In particular, Liu and other critics fault the Bloomberg administration for not requiring recipients of city subsidies to pay a so-called living wage. The mayor vetoed and, after the Council overrode him, went to court to block a watered-down living wage bill that passed last year; the measure requires the developers receiving certain kinds of subsidies above a high-dollar threshold pay their own employees a living wage—but does not address the larger workforces of the tenant companies who occupy, say, a city-subsidized mall. Quinn, who brokered the compromise for that legislation, has said she would “work to ensure that more of those publicly funded developments are required to provide workers with a living wage and benefits, so working New Yorkers can pull themselves up to the middle class.” De Blasio says any business receiving a city subsidy would have to have “a clear plan” for providing health care to its workers.
Parrott, for one, says such policies are vital: “They can make a real difference right away.”
Friedman would link economic subsidies to “job quality,” giving preference to businesses that don't oppose unionizing efforts, for example, or that hire workers on a full-time basis.

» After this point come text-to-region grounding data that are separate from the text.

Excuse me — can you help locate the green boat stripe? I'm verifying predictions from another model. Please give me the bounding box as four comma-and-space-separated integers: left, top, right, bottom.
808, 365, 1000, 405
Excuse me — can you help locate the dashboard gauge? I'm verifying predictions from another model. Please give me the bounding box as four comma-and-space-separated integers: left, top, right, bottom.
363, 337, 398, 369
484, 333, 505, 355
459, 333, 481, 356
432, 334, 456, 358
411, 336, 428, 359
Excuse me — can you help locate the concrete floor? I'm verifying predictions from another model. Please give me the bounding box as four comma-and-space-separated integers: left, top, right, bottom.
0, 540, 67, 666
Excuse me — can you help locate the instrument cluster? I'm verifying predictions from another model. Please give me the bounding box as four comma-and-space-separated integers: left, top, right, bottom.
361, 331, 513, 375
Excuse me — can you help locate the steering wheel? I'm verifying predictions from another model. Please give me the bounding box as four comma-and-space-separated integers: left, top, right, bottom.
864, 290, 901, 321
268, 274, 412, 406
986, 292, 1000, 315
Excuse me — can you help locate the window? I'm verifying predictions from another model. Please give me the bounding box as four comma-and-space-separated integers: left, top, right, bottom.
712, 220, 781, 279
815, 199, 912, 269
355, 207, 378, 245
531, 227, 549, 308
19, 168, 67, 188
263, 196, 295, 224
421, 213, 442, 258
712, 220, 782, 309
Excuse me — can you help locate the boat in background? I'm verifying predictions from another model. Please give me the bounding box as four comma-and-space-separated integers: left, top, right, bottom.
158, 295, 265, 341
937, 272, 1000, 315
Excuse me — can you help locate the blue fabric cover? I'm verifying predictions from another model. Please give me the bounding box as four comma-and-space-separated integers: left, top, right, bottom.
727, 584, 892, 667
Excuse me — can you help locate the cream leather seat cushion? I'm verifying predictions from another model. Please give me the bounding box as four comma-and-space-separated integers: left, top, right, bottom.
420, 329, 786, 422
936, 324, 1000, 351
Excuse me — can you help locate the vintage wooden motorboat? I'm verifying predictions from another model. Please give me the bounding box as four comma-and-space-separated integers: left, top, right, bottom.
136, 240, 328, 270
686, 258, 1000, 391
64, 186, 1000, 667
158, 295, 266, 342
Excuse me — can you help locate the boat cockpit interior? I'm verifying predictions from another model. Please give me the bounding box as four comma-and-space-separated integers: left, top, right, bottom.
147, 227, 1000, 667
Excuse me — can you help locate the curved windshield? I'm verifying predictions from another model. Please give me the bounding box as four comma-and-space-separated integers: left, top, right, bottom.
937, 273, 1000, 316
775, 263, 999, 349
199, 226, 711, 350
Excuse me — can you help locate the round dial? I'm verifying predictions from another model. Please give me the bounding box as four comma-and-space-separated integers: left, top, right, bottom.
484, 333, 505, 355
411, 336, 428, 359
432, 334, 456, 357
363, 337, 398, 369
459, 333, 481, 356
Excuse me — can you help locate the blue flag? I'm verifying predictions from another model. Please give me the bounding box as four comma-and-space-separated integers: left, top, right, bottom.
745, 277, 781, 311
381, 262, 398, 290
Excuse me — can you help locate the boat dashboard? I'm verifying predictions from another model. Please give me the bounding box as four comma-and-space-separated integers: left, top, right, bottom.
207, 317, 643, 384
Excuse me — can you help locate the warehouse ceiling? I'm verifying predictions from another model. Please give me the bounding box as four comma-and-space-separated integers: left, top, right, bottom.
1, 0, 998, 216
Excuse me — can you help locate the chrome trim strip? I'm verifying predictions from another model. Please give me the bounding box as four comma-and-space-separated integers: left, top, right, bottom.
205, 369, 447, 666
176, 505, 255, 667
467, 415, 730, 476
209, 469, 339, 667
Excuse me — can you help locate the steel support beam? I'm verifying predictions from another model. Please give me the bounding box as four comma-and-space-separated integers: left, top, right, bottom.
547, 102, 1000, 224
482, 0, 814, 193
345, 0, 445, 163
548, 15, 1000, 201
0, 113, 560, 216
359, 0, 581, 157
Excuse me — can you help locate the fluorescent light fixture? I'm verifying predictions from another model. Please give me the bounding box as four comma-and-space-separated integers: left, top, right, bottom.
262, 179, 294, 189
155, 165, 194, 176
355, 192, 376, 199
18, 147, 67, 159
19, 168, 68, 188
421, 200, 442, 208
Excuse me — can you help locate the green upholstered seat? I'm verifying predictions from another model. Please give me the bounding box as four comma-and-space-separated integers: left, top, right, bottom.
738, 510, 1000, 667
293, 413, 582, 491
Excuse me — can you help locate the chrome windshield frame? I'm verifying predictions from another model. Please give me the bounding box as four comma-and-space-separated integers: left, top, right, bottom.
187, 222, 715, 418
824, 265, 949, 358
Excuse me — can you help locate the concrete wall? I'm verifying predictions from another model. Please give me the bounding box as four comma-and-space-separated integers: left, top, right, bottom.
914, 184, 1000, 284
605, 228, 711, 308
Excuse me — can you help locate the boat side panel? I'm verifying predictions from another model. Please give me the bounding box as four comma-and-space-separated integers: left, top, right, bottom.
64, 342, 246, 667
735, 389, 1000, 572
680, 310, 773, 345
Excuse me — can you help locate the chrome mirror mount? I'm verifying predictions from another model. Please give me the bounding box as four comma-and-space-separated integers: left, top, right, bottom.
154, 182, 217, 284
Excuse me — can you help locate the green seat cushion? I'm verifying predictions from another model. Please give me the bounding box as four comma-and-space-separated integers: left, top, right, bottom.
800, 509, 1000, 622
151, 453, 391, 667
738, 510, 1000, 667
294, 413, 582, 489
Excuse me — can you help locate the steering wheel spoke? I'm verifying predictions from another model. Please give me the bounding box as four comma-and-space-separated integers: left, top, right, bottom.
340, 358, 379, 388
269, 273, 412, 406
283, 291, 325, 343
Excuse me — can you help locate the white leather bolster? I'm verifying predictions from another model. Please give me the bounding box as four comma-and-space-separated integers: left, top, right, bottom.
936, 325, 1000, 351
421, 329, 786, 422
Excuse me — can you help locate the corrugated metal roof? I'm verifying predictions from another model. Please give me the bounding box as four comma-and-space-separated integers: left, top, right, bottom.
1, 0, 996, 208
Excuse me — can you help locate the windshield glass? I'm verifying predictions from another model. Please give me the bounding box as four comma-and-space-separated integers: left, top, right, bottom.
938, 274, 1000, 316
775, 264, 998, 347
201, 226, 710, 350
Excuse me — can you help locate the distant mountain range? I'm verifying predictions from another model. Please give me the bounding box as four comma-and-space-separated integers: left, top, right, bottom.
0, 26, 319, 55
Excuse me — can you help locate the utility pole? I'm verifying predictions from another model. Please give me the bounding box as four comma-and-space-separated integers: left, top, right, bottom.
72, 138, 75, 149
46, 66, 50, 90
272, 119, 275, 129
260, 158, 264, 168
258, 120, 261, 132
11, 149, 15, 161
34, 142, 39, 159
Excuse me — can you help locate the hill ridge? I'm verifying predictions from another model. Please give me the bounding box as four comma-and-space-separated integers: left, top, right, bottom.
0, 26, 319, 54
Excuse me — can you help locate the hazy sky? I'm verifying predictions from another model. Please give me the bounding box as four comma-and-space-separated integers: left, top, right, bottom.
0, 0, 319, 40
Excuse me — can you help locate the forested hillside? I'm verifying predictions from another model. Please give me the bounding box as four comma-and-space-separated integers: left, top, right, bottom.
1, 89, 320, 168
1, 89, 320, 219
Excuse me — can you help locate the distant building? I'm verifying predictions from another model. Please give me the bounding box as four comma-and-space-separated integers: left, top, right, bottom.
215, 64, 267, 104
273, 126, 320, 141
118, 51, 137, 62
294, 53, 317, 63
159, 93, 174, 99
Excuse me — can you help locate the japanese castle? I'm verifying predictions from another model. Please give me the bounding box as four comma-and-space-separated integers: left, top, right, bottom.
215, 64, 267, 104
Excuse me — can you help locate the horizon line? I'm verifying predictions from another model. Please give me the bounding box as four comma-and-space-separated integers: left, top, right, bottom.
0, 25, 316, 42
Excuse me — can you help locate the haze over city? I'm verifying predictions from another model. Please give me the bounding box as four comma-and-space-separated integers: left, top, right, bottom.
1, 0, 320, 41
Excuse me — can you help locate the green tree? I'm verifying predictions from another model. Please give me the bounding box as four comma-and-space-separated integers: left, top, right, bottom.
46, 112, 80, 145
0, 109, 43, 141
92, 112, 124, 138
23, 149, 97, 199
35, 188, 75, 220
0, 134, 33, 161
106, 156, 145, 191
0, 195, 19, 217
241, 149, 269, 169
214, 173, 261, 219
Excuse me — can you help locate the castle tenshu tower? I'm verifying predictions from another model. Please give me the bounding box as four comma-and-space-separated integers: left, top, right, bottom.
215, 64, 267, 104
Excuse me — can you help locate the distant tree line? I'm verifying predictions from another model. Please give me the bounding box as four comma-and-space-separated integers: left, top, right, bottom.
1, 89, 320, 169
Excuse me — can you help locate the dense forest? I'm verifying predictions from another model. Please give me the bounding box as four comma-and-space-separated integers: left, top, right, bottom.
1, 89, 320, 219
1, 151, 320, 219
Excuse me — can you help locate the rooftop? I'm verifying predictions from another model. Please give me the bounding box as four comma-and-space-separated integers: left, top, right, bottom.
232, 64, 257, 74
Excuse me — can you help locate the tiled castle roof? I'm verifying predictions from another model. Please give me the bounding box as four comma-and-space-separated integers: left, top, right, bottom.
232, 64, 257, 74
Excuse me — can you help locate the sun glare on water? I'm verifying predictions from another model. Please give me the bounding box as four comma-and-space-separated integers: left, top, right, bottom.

Some say the city also needs to get more in return for the aid it and the state provides developers, including tax breaks and favorable zoning. This could help solve one of the major problems facing low-income New Yorkers: the lack of affordable housing.
Quinn has pledged to build 40,000 units of middle-income––though not low-income––housing units over the next 10 years. Thompson has called for 70,000 new units and the preservation of 50,000 new ones. De Blasio is promising an even more ambitious plan.
Beyond housing, the candidates have addressed other issues that impact income inequality, such as transportation, making the city more energy efficient, improving access to broadband and making the city better able to withstand another storm like Sandy. Such projects would both make the city a better place and provide jobs.